For SCE, I built the interactive prototypes using Axure. We used these prototypes to conduct a preliminary UX study. In addition, numerous meetings were held reviewing Axure prototypes to gain early feedback on the UX from the team.
Part of my process involves reviewing very early ideas (static or prototyped) with PMs, TPMs, and Lead Developers. I do this to ensure what I'm working on fulfills the user requirements and the functional requirements. The Lead Developer is invited to attend in order to understand what their team will be focusing on. These early sessions allow for open discussions of the UX. The sessions also help developers understand how to develop the API so it delivers the appropriate information. It serves as a preview for what all teams need to be working on before the UX is even finalized.

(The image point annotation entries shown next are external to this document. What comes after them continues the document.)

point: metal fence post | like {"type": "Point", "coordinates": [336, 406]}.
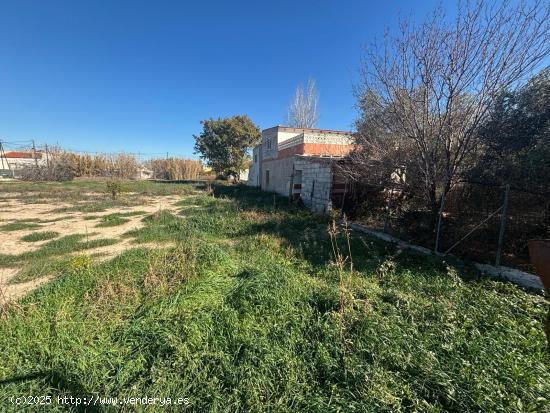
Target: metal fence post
{"type": "Point", "coordinates": [503, 220]}
{"type": "Point", "coordinates": [438, 233]}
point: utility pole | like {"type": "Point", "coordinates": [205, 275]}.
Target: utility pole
{"type": "Point", "coordinates": [47, 158]}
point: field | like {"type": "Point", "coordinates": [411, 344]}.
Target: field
{"type": "Point", "coordinates": [239, 302]}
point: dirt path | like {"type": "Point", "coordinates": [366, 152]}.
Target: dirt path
{"type": "Point", "coordinates": [67, 223]}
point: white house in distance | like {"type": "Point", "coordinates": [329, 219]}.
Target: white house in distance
{"type": "Point", "coordinates": [12, 161]}
{"type": "Point", "coordinates": [299, 163]}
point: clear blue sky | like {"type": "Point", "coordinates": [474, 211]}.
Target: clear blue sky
{"type": "Point", "coordinates": [140, 75]}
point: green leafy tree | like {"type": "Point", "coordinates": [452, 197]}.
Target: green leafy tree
{"type": "Point", "coordinates": [224, 143]}
{"type": "Point", "coordinates": [516, 137]}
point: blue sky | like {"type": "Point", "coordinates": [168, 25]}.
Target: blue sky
{"type": "Point", "coordinates": [140, 75]}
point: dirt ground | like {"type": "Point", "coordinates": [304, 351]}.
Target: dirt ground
{"type": "Point", "coordinates": [13, 209]}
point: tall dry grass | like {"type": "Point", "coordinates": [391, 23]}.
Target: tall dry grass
{"type": "Point", "coordinates": [123, 166]}
{"type": "Point", "coordinates": [175, 168]}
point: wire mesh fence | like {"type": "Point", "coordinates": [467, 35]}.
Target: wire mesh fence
{"type": "Point", "coordinates": [483, 222]}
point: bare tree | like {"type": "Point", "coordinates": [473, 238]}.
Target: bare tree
{"type": "Point", "coordinates": [303, 111]}
{"type": "Point", "coordinates": [426, 91]}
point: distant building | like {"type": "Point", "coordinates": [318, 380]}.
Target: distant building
{"type": "Point", "coordinates": [300, 163]}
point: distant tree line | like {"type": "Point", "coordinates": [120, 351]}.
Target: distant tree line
{"type": "Point", "coordinates": [442, 102]}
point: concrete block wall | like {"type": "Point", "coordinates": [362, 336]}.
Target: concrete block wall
{"type": "Point", "coordinates": [316, 184]}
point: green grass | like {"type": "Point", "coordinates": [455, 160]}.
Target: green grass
{"type": "Point", "coordinates": [249, 313]}
{"type": "Point", "coordinates": [16, 226]}
{"type": "Point", "coordinates": [39, 236]}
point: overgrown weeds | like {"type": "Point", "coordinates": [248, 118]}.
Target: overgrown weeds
{"type": "Point", "coordinates": [262, 310]}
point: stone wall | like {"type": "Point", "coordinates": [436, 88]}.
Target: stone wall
{"type": "Point", "coordinates": [316, 183]}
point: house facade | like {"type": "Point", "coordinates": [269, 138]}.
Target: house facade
{"type": "Point", "coordinates": [299, 163]}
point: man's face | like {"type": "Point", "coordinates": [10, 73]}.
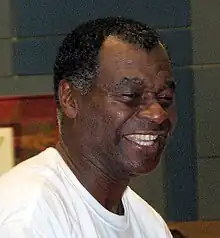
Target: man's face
{"type": "Point", "coordinates": [124, 122]}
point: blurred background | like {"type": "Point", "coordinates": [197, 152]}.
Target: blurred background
{"type": "Point", "coordinates": [186, 185]}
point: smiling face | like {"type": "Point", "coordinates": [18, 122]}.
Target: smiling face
{"type": "Point", "coordinates": [124, 122]}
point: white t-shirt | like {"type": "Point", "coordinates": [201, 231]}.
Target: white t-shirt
{"type": "Point", "coordinates": [41, 198]}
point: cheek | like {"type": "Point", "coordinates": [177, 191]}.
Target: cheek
{"type": "Point", "coordinates": [172, 114]}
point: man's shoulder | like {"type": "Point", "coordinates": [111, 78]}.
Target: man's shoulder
{"type": "Point", "coordinates": [148, 215]}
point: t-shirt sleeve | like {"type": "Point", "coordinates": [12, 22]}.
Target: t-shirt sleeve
{"type": "Point", "coordinates": [19, 229]}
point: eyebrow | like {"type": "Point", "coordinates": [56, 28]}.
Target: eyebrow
{"type": "Point", "coordinates": [131, 80]}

Once the UX is agreed upon, the prototypes are delivered to the platform engineering team and the UX/UI engineering team in a hand-off meeting. They use prototypes to understand what to develop.

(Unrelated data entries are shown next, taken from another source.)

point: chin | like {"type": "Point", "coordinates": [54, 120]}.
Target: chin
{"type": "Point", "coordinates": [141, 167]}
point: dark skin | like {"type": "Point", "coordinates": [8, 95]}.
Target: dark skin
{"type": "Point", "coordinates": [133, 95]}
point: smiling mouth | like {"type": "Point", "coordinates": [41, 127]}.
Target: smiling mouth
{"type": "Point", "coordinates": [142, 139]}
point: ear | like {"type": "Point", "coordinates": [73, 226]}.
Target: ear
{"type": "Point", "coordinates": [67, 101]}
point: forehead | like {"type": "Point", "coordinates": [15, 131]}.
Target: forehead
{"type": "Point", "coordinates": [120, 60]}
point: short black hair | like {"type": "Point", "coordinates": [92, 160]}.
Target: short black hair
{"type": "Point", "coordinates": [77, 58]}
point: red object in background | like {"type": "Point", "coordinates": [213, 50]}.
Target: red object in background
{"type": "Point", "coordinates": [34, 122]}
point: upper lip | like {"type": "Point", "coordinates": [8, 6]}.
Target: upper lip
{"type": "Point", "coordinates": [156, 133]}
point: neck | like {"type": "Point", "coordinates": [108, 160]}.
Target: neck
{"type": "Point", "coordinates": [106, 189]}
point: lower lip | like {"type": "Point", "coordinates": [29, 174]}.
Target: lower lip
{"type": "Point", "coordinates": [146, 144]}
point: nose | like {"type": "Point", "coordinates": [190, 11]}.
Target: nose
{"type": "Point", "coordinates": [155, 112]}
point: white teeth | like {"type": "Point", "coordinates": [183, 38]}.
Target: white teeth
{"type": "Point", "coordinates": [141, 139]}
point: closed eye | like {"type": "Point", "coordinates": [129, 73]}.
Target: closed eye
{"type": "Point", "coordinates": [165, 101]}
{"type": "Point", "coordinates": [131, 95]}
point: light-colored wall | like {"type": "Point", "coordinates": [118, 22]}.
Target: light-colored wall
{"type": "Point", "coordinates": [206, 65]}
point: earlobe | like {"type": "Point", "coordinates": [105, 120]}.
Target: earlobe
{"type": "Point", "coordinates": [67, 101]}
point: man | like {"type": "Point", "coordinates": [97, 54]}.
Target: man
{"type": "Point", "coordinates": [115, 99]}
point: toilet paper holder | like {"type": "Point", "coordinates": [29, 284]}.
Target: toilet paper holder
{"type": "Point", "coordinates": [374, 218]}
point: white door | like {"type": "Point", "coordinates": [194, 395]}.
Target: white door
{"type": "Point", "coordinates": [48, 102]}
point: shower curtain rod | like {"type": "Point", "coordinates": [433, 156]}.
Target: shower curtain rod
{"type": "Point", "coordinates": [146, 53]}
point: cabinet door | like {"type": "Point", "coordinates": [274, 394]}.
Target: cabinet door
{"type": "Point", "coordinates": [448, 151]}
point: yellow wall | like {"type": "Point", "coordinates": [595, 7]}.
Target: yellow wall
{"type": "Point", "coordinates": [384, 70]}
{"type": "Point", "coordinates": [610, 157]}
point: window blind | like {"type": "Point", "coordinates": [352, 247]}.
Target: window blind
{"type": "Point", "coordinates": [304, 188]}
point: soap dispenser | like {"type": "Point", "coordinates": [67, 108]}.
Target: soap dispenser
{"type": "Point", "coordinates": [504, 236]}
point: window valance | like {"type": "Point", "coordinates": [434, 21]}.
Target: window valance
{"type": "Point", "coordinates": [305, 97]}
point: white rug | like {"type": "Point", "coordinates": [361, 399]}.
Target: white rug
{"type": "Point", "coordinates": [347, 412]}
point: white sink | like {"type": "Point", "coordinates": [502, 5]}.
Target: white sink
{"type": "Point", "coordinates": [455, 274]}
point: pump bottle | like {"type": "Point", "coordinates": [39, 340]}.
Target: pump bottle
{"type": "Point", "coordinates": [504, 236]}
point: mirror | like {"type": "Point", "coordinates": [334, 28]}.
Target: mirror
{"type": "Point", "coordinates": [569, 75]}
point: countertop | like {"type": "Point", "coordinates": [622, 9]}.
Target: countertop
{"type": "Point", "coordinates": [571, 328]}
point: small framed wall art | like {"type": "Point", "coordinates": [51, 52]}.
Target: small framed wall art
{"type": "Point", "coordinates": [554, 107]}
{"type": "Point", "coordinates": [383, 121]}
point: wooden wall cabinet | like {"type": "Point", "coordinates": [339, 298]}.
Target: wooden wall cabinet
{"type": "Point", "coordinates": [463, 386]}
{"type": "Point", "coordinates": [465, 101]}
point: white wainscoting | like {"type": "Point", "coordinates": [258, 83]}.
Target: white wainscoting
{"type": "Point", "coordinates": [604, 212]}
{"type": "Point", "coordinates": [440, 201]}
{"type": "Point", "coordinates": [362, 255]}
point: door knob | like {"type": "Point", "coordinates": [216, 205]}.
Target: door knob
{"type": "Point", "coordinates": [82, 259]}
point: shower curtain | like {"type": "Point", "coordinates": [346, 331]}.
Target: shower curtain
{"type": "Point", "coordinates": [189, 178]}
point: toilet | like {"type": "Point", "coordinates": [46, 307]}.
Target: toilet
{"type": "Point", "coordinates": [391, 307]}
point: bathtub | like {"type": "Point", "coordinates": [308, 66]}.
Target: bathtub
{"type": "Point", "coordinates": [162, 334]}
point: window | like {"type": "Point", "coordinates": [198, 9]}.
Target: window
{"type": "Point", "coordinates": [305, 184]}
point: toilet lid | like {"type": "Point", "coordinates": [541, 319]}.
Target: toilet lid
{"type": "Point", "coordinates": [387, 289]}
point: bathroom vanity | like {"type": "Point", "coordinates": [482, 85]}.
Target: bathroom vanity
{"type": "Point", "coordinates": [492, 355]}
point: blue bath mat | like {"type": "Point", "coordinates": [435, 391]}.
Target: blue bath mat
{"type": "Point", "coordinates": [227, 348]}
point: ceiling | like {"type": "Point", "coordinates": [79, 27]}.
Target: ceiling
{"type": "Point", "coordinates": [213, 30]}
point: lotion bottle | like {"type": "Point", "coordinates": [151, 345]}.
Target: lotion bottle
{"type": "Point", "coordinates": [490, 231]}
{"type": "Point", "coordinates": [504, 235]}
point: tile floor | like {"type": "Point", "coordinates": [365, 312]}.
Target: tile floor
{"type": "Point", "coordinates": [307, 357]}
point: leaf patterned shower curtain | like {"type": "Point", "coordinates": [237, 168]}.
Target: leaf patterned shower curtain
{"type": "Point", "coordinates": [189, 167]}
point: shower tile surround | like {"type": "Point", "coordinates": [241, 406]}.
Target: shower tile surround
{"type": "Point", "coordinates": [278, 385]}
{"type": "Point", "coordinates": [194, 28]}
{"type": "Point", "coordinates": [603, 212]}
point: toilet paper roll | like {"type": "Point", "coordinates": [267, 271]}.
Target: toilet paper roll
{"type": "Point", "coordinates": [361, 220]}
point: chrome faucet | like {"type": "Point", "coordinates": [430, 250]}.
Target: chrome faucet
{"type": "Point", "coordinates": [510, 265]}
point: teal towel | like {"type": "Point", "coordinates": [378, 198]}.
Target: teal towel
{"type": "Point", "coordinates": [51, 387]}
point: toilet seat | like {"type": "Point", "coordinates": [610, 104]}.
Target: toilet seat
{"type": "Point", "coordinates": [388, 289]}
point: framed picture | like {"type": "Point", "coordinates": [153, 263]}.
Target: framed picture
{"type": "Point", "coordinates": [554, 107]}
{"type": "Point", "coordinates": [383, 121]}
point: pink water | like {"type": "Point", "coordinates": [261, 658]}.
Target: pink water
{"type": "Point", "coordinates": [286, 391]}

Before launching the product, and even while it was being developed, I worked with a UX Researcher to write a script to evaluate the new SCE design.
The goal of these remote moderated studies was to validate the UX designs. We conducted two studies for SCE. The first study utilized the Axure prototypes to test the server connection UX. The second study used a development branch to evaluate the complete UX of SCE.
During these studies we learned that the users found the new UI to be less cluttered and generally pleasant to use. We also learned areas of improvement such:
Clarification was needed to grid column headers
Error messages weren't clear
We confirmed our own hypothesis of desired new features
Detailed outcomes of the study were captured in a spreadsheet and used to populate Jira stories for UX and engineering. The UX study feedback was shared with the entire team during a presentation by the UX Researcher which was synthesized with myself, PM, and TPM. The attendees included PMs, TPMs, Design Strategists, Engineering, and other UX designers.
Delivered UX/UI Design
I used our design system to produce the new design of ThingWorx Kepware Server which is now called Solution Central Edge. SCE is being released as a BETA to select customers.
I incorporated the input we received from initial interviews. Some of the biggest changes included:
The wizard used to create new nodes in the connection tree was replaced with a simpler vertical flow form that displayed in a modal.
The floating property panel in the thick client was replaced with a slide out right side panel. This allowed the user to view the properties of a node while referencing other information on the page. It also allowed the user to browse the nodes in the tree.
New functionality of Sites. Sites allow the user to define the location of their IIoT device. The user can then assign servers to that Site for better management.
Identification of required fields
Filtering of the results
It's always a fun challenge for me to breathe new life into something outdated. In the process I needed to accept some technical limitations. Because this project was just getting started, we had a small team of developers. We couldn't develop many desired features because of limitations of resources. However, those plans have been backlogged and will be prioritized once the team ramps up.
We are planning on launching our BETA program, which will include a select set of clients . These clients will be expected to use the product and provide feedback we can utilize to improve the UX of SCE.
Solution Central Edge has been renamed to Kepware+. I kept the original name to reflect my prototypes.